Après le "dieselgate", voici le "filtergate". Le Comité national contre le tabagisme (CNCT) a porté plainte pour mise en danger délibérée d'autrui contre quatre cigarettiers, qu'il accuse de tromper sciemment les fumeurs sur les doses de nicotine et de goudrons auxquelles ils s'exposent. Cette plainte a été déposée le 24 janvier auprès du parquet de Paris contre les branches françaises de British American Tobacco, Philip Morris, Japan Tobacco et Imperial Brands.
Le CNCT accuse précisément les fabricants de tromper les autorités sanitaires en falsifiant les mesures en laboratoire des taux de goudrons, de nicotine et de monoxyde de carbone, grâce à des micro-perforations pratiquées dans les filtres des cigarettes. Ces micro-orifices ventilent la fumée lors des tests mécanisés mais sont largement obturés lors d'une consommation normale par les fumeurs, ce qui augmente alors la concentration des substances nocives, fait valoir le CNCT sur la base de deux études américaines.
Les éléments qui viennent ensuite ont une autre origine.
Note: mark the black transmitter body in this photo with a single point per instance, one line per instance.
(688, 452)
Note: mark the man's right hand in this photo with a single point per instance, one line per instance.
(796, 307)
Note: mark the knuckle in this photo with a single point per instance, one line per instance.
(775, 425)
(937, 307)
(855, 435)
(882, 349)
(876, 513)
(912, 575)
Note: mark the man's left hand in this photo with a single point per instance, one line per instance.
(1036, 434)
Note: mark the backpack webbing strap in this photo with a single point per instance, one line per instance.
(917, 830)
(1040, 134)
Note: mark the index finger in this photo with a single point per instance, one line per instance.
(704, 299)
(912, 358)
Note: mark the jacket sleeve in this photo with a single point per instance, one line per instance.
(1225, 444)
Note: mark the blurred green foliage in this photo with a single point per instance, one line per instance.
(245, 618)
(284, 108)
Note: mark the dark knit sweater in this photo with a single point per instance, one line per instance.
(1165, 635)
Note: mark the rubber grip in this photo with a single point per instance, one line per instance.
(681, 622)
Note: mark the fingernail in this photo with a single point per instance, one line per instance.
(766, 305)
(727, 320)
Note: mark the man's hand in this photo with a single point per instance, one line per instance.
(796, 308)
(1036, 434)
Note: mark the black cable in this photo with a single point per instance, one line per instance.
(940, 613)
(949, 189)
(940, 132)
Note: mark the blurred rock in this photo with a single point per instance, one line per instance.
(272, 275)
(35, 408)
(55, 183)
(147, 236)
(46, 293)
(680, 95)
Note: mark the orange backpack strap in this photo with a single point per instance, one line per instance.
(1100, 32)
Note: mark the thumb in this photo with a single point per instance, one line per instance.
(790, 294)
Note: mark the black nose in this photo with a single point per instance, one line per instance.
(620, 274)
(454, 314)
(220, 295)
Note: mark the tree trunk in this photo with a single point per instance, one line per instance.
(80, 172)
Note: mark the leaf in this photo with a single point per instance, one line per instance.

Selon le CNCT, "un fumeur qui pense fumer un paquet par jour en fume, en fait, l'équivalent de deux à dix". "Nous voulons attirer l'attention sur le fait que cette industrie est vraiment délinquante", a déclaré le président du CNCT, le professeur Yves Martinet. "On a des éléments de preuve importants et une expertise démontrera la justesse de nos allégations", poursuit l’avocat du comité Me Kopp.
"Que les fumeurs soient le plus drogués possible"
Le comité évoque un "filtergate", en écho au scandale du "dieselgate", la manipulation des émissions polluantes des moteurs de voitures, qui a éclaboussé des constructeurs automobiles, dont Volkswagen, depuis 2015. Selon le Pr Martinet, des documents internes à l'industrie du tabac montrent que l'objectif des quatre "majors" est bien, depuis des dizaines d'années, de tromper délibérément fumeurs et laboratoires.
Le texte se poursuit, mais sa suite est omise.